In alcuni casi la radioterapia della prostata può dare:
- fastidi a livello del retto e aumento della peristalsi intestinale
- irritazione della regione anale
- cistite
- problemi di erezione.
Questi effetti scompaiono di solito gradualmente nel giro di poche settimane dalla conclusione del
trattamento, anche se quelli tardivi (come la disfunzione erettile) tendono a diventare permanenti.
Ormonoterapia
Il carcinoma prostatico dipende dagli ormoni maschili, gli androgeni. Può quindi essere curato con
l’ormonoterapia (o terapia di deprivazione androgenica).

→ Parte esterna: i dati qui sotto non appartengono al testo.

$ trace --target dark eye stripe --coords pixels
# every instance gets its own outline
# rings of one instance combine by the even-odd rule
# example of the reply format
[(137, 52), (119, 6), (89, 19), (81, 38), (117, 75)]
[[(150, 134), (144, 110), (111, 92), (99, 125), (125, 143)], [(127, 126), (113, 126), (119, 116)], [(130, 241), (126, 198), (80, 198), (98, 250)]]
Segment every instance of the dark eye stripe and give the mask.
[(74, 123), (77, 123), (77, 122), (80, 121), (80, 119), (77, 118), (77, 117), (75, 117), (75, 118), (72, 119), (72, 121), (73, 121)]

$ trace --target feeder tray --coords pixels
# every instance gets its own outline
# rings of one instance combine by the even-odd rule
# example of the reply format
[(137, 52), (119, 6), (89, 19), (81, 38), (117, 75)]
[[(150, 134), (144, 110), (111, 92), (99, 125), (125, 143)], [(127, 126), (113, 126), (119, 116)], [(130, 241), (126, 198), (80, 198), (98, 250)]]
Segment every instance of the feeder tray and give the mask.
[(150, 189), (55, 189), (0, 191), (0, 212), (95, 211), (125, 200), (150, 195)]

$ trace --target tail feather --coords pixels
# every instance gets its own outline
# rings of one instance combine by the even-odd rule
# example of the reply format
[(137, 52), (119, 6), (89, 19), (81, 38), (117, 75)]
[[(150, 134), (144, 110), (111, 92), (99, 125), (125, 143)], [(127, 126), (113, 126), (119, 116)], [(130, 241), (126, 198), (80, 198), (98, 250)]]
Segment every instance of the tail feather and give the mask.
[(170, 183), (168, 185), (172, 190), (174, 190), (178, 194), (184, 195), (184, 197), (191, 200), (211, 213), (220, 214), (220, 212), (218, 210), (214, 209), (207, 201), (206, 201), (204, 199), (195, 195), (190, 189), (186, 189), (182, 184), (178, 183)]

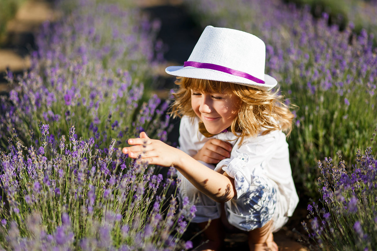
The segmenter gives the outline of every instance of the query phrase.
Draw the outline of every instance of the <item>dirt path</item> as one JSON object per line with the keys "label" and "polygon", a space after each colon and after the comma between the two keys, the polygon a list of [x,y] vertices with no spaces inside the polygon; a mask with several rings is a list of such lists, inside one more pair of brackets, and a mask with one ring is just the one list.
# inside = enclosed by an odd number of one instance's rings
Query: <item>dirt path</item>
{"label": "dirt path", "polygon": [[[165,67],[181,65],[188,58],[201,34],[202,29],[187,12],[180,0],[138,0],[138,2],[151,17],[158,18],[161,22],[158,39],[162,40],[165,45],[164,58],[167,62],[153,70],[159,76],[155,83],[156,92],[161,97],[166,97],[174,85],[174,78],[165,73]],[[7,67],[15,73],[28,69],[30,66],[29,52],[35,49],[33,33],[43,22],[53,20],[59,15],[50,4],[42,0],[28,0],[18,10],[14,19],[8,26],[8,43],[5,47],[0,49],[0,93],[8,92],[11,88],[4,78]],[[174,142],[178,137],[179,121],[173,121],[172,123],[174,129],[168,140]],[[295,213],[287,226],[274,234],[279,251],[308,250],[296,241],[297,236],[291,231],[292,226],[300,226],[303,217],[300,213],[302,214],[302,211]],[[242,234],[228,234],[224,251],[247,250],[245,240],[245,236]]]}
{"label": "dirt path", "polygon": [[36,49],[34,34],[43,22],[60,15],[46,1],[27,0],[20,6],[7,24],[7,41],[0,48],[0,93],[11,88],[4,78],[6,69],[20,73],[30,67],[30,52]]}
{"label": "dirt path", "polygon": [[[202,29],[187,13],[179,0],[142,0],[139,5],[153,18],[161,21],[158,39],[166,46],[164,58],[167,62],[155,69],[159,77],[157,92],[161,97],[174,87],[173,77],[166,73],[165,68],[170,65],[181,65],[188,58],[202,31]],[[178,137],[179,121],[173,121],[173,131],[168,140],[175,142]],[[293,227],[302,227],[301,221],[306,210],[296,210],[286,226],[274,234],[279,251],[307,251],[308,249],[296,241],[299,236],[291,230]],[[245,236],[241,234],[228,234],[223,251],[247,250]]]}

I farmaci anti-androgeni sono di diversi
tipi e possono agire in linea di massima:
- impedendo la produzione degli ormoni maschili a livello del sistema nervoso centrale
- bloccandone l’azione a livello periferico
Inoltre possono essere utilizzati in associazione realizzando il cosiddetto blocco androgenico
completo.
Questo tipo di trattamento può causare:
- gonfiore delle mammelle
- vampate di calore
- sudorazione eccessiva
- incapacità di erezione
- diminuzione del desiderio sessuale
- stanchezza
- aumento di peso
- anemia
Nei pazienti con malattia metastatica la terapia l’ormonoterapia rappresenta il trattamento di scelta
in prima linea. La soppressione della produzione degli androgeni viene attuata attraverso inibizione
della sintesi o del rilascio di gonadotropine ipofisarie (utilizzando analoghi LHRH) e antiandrogeni
non-steroidei.
Chemioterapia
Nel caso in cui la terapia ormonale non risulti più efficace perché il tumore diventa ormonorefrattario, si utilizza la chemioterapia. Viene somministrata per ridurre le dimensioni del tumore,
mantenere la situazione sotto controllo, alleviare i sintomi e i dolori causati dalle metastasi alle ossa
e preservare una discreta qualità di vita. I farmaci chemioterapici possono modificare
temporaneamente alcuni valori degli esami del sangue che vanno quindi controllati con una certa
frequenza e comunque sempre prima di iniziare il ciclo di trattamento.